# Simplifying more than three ratios

I was asked by s student to solve this question based on ration proportion and my answer was 5:1 although not sure. The question was, The ratio of goats to sheep is 4:3.sheep to cows 5:2.cows to donkeys 3:2. Find the ratio of g:d? Kindly,is it correct?

Because $$g:d=\frac{g}{s}\cdot\frac{s}{c}\cdot\frac{c}{d}=\frac{4}{3}\cdot\frac{5}{2}\cdot\frac{3}{2}=5=5:1.$$

• Thanks for clarification Nov 6 '18 at 17:03
• You are welcome! Nov 6 '18 at 17:04

If you want an answer that rehearses the logic behind why you can just multiply the ratios that stays in the integers, here is such an answer:

For every 2 donkeys, you have 3 cows. For every 2 cows, you have 5 sheep. So for every 6 cows you have 15 sheep, or 4 donkeys. For every 3 sheep you have 4 goats, so for 15 sheep (or 4 donkeys, or 6 cows) you have 20 goats.

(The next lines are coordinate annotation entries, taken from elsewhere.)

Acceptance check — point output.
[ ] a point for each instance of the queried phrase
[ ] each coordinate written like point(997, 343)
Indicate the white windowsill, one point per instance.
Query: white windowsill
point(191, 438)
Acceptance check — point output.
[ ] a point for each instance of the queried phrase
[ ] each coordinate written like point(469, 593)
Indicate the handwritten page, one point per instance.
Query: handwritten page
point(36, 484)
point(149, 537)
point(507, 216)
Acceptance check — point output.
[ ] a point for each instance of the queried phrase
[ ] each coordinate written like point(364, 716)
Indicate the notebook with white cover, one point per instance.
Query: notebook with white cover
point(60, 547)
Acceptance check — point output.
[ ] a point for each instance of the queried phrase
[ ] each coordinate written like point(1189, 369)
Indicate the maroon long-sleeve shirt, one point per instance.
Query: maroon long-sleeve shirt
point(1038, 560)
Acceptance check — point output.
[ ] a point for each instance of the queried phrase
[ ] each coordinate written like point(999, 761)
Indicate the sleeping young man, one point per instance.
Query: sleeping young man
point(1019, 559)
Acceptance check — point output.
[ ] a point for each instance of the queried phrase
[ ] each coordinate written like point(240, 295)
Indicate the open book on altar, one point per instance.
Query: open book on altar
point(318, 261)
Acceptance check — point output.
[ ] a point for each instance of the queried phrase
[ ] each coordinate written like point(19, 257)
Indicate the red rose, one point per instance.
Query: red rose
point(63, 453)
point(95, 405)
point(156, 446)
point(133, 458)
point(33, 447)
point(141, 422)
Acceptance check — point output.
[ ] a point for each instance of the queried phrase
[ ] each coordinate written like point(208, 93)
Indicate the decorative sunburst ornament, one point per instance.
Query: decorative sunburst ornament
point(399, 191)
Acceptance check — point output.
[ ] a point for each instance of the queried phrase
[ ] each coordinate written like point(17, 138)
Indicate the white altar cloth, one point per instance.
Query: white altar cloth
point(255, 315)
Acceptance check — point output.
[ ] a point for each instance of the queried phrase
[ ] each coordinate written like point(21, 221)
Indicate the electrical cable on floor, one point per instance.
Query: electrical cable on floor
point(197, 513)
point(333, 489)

So, we've shown that for every 20 goats you have 4 donkeys, so for every 5 goats you have 1 donkey, so goats, donkeys are in ratio 5:1.

You can generalise this argument to persuade yourself that you can always just multiply the ratios A:B, B:C to get to ratio A:C, or indeed that $$A_1:A_n=(A_1:A_2 )\times (A_2:A_3) \times \cdots \times (A_{n-1}:A_n)$$

• Thanks for clarification Nov 6 '18 at 17:04